Energiedetektive ausgebildet

Ergolding. Spielerisch und voller Entdeckerfreude den Klimawandel begreifen und das Bewusstsein zum Energiesparen schärfen – das ist das Ziel der Energiewerkstatt.Schule. Diese fand in den vergangenen Wochen bei den dritten Klassen der Grund- und Mittelschule Ergolding statt.

Die Schüler der dritten Klasse stellen den Treibhausgaseffekt mithilfe einer Glasglocke und eines Strahlers nach.

Zusammen mit den Experten der LEA wird die Rußbildung bei der Verbrennung durch die Drittklässler untersucht.

Klimaschutz geht uns alle an und jeder kann einen Beitrag dazu leisten. Dies zeigten zuletzt die Schülerinnen und Schüler der vier dritten Klassen der Grundschule Ergolding.

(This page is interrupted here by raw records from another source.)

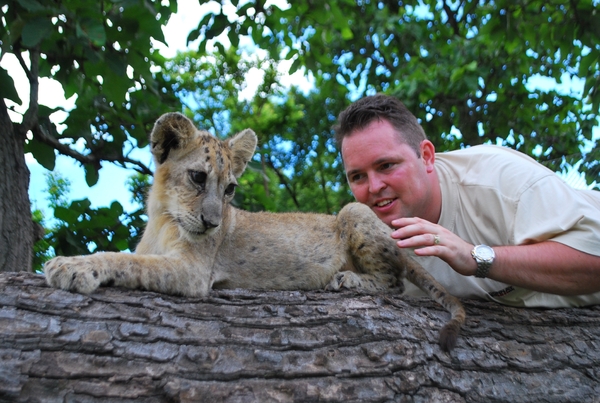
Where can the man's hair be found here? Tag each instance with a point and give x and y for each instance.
(361, 113)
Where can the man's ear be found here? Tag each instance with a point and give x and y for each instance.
(428, 154)
(242, 146)
(171, 131)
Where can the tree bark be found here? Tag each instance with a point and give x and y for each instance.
(16, 226)
(121, 345)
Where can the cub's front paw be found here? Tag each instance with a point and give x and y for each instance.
(344, 279)
(76, 273)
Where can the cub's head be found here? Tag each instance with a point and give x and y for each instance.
(196, 173)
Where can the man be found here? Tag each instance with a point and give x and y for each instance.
(486, 221)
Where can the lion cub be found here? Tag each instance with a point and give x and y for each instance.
(195, 240)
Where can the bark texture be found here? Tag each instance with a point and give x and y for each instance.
(241, 346)
(16, 227)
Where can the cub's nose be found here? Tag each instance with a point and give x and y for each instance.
(208, 224)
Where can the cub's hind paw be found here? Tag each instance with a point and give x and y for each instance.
(73, 274)
(344, 279)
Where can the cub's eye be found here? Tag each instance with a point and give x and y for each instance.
(198, 178)
(230, 189)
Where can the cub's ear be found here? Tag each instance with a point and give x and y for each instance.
(171, 131)
(242, 146)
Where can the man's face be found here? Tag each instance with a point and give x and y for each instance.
(387, 175)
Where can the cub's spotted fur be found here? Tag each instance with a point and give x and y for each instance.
(195, 240)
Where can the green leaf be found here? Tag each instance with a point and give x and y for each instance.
(43, 154)
(7, 87)
(68, 215)
(91, 174)
(94, 30)
(35, 30)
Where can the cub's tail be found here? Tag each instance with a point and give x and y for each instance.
(417, 275)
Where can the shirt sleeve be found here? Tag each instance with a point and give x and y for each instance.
(552, 210)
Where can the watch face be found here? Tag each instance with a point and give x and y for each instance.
(484, 252)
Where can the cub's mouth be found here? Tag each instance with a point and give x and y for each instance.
(193, 230)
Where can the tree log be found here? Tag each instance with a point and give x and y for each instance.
(121, 345)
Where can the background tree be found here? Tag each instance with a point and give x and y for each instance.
(297, 166)
(99, 50)
(466, 68)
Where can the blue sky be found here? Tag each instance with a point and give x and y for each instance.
(111, 184)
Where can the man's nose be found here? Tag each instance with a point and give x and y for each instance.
(376, 184)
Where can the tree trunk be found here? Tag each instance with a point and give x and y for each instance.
(16, 226)
(120, 345)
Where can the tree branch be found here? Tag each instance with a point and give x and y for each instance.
(30, 118)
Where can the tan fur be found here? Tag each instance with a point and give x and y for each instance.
(195, 240)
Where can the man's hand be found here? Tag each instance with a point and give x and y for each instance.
(546, 266)
(430, 239)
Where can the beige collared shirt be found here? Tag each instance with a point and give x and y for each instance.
(497, 196)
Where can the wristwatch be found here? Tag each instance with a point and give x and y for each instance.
(484, 256)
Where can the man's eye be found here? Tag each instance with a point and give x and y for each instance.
(198, 178)
(230, 189)
(356, 177)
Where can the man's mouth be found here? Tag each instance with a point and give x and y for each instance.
(384, 202)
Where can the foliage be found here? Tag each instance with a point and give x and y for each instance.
(79, 229)
(466, 68)
(100, 51)
(297, 166)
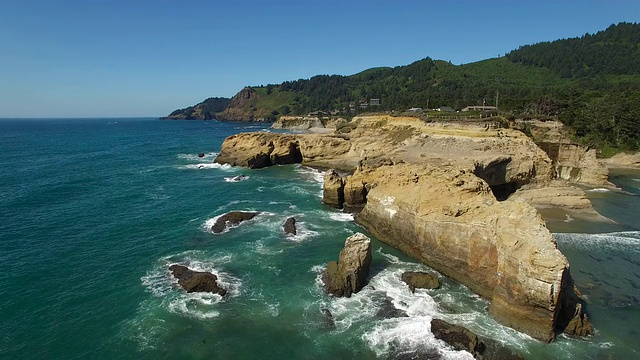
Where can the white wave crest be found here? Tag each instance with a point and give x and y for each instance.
(599, 190)
(208, 224)
(236, 178)
(345, 217)
(162, 284)
(625, 240)
(197, 157)
(202, 166)
(302, 232)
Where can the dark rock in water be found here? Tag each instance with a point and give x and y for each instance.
(328, 316)
(387, 310)
(196, 281)
(290, 226)
(431, 354)
(232, 219)
(572, 319)
(457, 336)
(420, 280)
(333, 189)
(496, 351)
(348, 275)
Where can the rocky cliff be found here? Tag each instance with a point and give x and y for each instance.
(441, 193)
(623, 160)
(571, 161)
(449, 219)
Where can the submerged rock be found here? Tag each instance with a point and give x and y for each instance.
(289, 226)
(333, 189)
(232, 219)
(449, 219)
(420, 280)
(388, 310)
(348, 275)
(457, 336)
(196, 281)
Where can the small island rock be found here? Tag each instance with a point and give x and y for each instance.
(290, 226)
(196, 281)
(457, 336)
(420, 280)
(348, 274)
(232, 219)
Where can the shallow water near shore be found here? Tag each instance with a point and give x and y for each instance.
(95, 210)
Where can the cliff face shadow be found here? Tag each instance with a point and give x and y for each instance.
(495, 174)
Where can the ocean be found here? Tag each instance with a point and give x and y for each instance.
(93, 212)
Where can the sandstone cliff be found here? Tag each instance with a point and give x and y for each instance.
(243, 107)
(624, 160)
(571, 161)
(441, 193)
(449, 219)
(298, 123)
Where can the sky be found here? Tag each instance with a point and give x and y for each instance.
(126, 58)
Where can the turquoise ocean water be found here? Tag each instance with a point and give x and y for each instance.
(93, 211)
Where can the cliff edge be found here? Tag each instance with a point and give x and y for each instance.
(442, 194)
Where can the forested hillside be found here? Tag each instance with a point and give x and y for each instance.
(591, 83)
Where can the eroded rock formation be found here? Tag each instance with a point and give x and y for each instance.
(196, 281)
(232, 218)
(289, 226)
(449, 219)
(441, 193)
(348, 274)
(457, 336)
(333, 189)
(420, 280)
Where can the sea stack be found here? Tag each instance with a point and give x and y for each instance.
(348, 274)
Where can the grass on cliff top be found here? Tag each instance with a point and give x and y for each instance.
(276, 100)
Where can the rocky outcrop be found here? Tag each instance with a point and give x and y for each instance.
(432, 191)
(333, 189)
(576, 163)
(573, 321)
(457, 336)
(554, 194)
(297, 123)
(258, 150)
(508, 155)
(289, 226)
(244, 107)
(623, 160)
(571, 161)
(449, 219)
(196, 281)
(348, 274)
(420, 280)
(461, 338)
(231, 219)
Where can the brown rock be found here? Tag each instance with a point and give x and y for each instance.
(289, 226)
(333, 189)
(230, 219)
(449, 219)
(457, 336)
(355, 192)
(571, 318)
(348, 275)
(420, 280)
(196, 281)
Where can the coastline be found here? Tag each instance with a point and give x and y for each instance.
(375, 149)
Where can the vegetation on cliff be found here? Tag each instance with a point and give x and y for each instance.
(591, 83)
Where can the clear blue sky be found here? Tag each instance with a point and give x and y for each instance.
(146, 58)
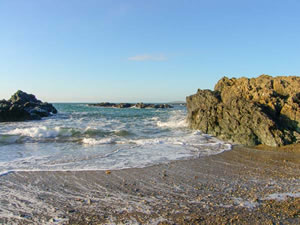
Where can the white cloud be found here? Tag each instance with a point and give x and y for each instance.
(147, 57)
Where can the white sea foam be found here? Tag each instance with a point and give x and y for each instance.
(92, 141)
(9, 139)
(176, 120)
(98, 139)
(41, 132)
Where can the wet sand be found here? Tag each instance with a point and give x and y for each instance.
(241, 186)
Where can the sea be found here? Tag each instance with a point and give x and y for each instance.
(81, 137)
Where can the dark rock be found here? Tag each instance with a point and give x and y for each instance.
(263, 110)
(22, 106)
(129, 105)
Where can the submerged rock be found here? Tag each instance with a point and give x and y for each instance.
(130, 105)
(22, 106)
(263, 110)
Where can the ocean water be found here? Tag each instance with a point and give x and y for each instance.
(80, 137)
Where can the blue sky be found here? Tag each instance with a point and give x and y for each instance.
(135, 50)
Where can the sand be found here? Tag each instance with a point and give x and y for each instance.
(241, 186)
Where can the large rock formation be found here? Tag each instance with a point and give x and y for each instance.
(263, 110)
(130, 105)
(22, 106)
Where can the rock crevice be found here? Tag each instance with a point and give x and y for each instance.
(22, 106)
(263, 110)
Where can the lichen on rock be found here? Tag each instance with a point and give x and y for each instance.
(22, 106)
(263, 110)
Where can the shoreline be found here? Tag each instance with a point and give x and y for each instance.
(236, 186)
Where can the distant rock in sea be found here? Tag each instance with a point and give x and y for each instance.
(130, 105)
(263, 110)
(22, 106)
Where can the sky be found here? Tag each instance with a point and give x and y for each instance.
(135, 50)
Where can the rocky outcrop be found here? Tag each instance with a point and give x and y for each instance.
(263, 110)
(130, 105)
(22, 106)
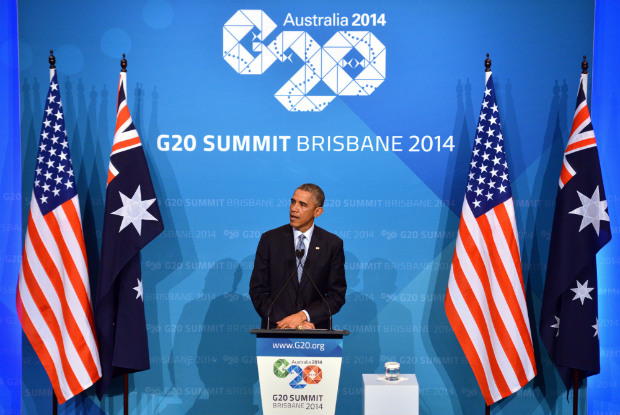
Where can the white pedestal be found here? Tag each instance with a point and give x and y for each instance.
(391, 398)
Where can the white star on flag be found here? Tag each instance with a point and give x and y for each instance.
(134, 211)
(556, 325)
(139, 290)
(592, 210)
(595, 327)
(582, 291)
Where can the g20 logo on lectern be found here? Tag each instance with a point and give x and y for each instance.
(310, 375)
(345, 53)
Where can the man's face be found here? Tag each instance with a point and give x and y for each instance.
(303, 210)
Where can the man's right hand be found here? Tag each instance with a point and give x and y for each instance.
(306, 325)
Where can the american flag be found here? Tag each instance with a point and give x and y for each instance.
(53, 292)
(485, 300)
(132, 220)
(569, 312)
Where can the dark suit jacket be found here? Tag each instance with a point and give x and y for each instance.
(275, 261)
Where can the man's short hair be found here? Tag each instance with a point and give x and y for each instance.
(317, 193)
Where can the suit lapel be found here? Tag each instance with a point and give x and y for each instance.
(289, 251)
(314, 251)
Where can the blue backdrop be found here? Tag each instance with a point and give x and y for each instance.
(397, 211)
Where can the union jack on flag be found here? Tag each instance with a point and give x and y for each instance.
(485, 301)
(53, 292)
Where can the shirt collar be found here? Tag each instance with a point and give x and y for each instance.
(307, 234)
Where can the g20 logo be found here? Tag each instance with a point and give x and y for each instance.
(327, 63)
(310, 375)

Wissbegierig starteten sie vor einigen Wochen in das erste Modul der Energiewerkstatt. Die Experten der LandshuterEnergieAgentur e.V., kurz LEA, besuchten die Jungforscher dabei im Unterricht und klärten die Kinder zunächst über die verschiedenen Energieformen auf. Ein kurzer Film zeigte eindrücklich, welche Auswirkungen der Klimawandel haben kann und wie sich die Welt verändert, sollte kein Umdenken im Hinblick auf den Energie- und Ressourcenverbrauch passieren. Dies hinterließ bei den Schülern einen bleibenden Eindruck, sodass im zweiten Teil des Projekts die Neugierde nach erneuerbaren Energiequellen und hilfreichen Energiespartipps groß war. In verschiedenen Stationen verglichen die jungen Forscher dann selbst den Stromverbrauch von Glühbirnen und LED – Lampen, machten den Treibhauseffekt in einem nachgestellten Modell sichtbar und beobachteten die Rußbildung bei der Verbrennung. Es wurde den Fragen nachgegangen, welche Länder besonders viel Strom verbrauchen und welches Verkehrsmittel am besten für den Klimaschutz ist. Dabei endete für die Drittklässler das Energiesparen nicht zum Schulschluss, denn das Gelernte sollte zu Hause direkt umgesetzt werden. Jeder der angehenden Energiedetektive bekam ein Strommessgerät mit nach Hause, um dort die größten Stromfresser zu identifizieren. Dabei standen der Fön und die Spielekonsole genauso wie die Schlagbohrmaschine und die Wallbox für das E-Auto auf der Untersuchungsliste. Die Ergebnisse stellten die Schüler im dritten und letzten Teil der Energiewerkstatt vor, wobei sie meist selbst bereits Vorschläge zur Verminderung ihres Stromverbrauchs parat hatten. Besonders der energieverbrauchende Stand-by-Modus vieler Geräte erkannten die Jungs und Mädels als großen Stromfresser. „Wir könnten zwei Atomkraftwerke abschalten, wenn wir in ganz Deutschland alle Geräte statt in den Stand-by-Modus gleich ganz abschalten“, gab LEA-Expertin Angela Högl den Kindern mit auf den Weg.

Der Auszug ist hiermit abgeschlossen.